Amazon Elastic Block Store and EC2 drive

I am fairly new with AWS(just have a free AWS EC2 instance to test out AWS stuff) so the question might sound silly.
Today I got a mail that my Amazon Elastic Block Storeage has reached 85% usage on my free AWS account which is about 25 GB of the allocated 30 GB.
From what I read today, Amazon EBS is a persistent store used for EC2 instances.
However I can see in my EC2 instance that df -h just show 2 GB usage and available disk as 28 GB as this is just my practice instance.
Am I missing some important piece of information here?
EBS devices are block devices.
This means the service does not know how much data you actually store on them -- it only knows how much storage space you allocated. So, the results of df -h don't matter. The actual size of the volume is all that matters -- that's the basis for billing. The rest of the space (that space you aren't current using) is still storing something, even it if's just 0's, but the service is unaware of what you've stored. (Other storage services like S3 and EFS bill for actual data stored, because they are not block storage services.)
Now, the free tier allows 30 gigabyte-months of EBS volume usage. You can use more than that, but this is the limit that's provided for free. You'll be billed for any more than this.
A gigabyte-month means 1 gigabyte of block storage space, allocated for 1 month, regardless of how you use it.
Also, 2 gigabytes of allocated storage for 15 days is 1 GB-month.
Also, 10 gigabytes of allocated storage for 3 days is 1 GB-month.
...etc.
The free tier, then, would allow you to have a 30 GB volume for 30 days, or a 60 GB volume for 15 days, or even a 900 GB volume... but you could have it for only 1 day. But to avoid continuing charges, such a volume must be deleted -- not just the files on the volume.
The warning message was correct. If you have a 30 GB volume in place for 26 days, then you have used 26 GB-months of storage, which is 86.7% of the free tier limit of 30 GB-months.
For anyone stumbling upon this in 2021:
Free Trial provides 750 Hrs of Amazon EC2 Linux t2.micro and 750 Hrs of Amazon EC2 Windows t2.micro per month. However, both of them will add in to the free 30GB EBS pool. So make sure the memories allotted to both the VMs sum up to 30 GB or less.
There are limits on the type and number of resources you can allocate for each account.
It sounds like in your case, you are allowed to create a total of 30GB of EBS volumes. Once you allocate an EBS volume, in your case 25GB, it counts against that limit, even if it isn't used.
There is a section in the EC2 console (near the top) called "Limits" that will show you what your limits are, and what you are using.
Most limits can be extended with a simple support ticket.

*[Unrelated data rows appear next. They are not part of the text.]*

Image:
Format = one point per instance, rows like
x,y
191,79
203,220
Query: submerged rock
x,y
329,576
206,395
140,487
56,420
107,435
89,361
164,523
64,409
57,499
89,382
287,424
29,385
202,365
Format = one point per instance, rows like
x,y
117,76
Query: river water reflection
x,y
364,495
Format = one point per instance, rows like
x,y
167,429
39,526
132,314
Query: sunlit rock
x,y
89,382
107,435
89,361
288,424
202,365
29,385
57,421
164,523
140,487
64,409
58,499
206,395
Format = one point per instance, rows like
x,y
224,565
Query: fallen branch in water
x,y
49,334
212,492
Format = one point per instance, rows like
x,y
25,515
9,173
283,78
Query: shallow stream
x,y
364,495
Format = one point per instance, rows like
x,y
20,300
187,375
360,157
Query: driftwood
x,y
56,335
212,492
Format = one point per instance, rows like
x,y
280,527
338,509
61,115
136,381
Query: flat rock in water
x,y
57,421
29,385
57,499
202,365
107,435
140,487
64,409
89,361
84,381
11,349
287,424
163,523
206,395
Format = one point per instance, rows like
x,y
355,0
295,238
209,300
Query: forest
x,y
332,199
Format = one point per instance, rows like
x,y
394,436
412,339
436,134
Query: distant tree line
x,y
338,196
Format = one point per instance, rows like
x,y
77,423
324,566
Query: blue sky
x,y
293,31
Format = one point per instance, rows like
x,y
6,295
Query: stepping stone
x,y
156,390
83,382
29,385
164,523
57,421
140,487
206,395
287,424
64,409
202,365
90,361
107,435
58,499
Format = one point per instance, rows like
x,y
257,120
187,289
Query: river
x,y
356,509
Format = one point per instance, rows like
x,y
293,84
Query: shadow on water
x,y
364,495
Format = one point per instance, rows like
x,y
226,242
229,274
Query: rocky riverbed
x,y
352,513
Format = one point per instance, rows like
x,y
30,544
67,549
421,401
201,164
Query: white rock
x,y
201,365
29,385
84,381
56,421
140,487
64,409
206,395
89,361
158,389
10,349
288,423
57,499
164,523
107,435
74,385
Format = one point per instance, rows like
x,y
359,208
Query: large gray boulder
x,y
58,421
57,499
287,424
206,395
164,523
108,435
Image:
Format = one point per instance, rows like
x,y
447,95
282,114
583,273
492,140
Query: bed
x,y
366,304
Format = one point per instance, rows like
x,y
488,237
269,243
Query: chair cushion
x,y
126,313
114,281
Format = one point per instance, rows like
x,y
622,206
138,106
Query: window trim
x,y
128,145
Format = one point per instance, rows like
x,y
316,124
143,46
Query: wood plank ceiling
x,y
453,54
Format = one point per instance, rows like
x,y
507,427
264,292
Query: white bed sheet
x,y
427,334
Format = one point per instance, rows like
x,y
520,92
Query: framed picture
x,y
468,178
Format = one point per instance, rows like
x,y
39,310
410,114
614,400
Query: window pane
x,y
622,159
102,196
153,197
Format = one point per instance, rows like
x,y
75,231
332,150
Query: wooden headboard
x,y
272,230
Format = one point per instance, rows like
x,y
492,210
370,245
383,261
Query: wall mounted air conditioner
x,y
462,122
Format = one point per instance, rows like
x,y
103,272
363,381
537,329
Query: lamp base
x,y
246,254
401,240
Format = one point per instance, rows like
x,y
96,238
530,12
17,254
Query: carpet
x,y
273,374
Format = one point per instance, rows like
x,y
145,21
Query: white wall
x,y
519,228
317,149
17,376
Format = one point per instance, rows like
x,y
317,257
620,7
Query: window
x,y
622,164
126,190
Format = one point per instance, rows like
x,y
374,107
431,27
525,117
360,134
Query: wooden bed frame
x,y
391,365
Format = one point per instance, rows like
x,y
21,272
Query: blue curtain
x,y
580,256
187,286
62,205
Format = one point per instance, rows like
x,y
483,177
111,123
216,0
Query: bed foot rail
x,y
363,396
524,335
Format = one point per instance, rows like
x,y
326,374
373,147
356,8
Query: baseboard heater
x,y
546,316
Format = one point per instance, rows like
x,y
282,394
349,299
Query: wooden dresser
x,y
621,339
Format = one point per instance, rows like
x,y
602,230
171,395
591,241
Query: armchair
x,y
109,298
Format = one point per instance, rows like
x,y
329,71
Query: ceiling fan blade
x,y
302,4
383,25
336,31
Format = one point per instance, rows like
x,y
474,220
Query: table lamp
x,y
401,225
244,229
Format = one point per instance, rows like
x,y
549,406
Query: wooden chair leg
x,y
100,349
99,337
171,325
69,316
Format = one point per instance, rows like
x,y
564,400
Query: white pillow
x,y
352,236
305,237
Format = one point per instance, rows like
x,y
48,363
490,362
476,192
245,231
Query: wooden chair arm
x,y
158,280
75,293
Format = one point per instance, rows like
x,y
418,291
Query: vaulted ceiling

Which one is better, one 300GB EBS or three 100GB EBS?

When launching a new EC2 instance with EBS (especially the new C4 instance), which one is better? Assuming I need to provision 300 GB total.
1 single 300 GB EBS storage to get 900 IOPS (General Purpose SSD) or
3 EBS storage with 100 GB each and get 300 IOPS (General Purpose SSD) only for each storage?
Any idea?
Option 1 will give you faster performance and better reliability. With 3 EBS volumes you need to stripe them to make a single one and a failure on any of the three will result in a complete failure of all.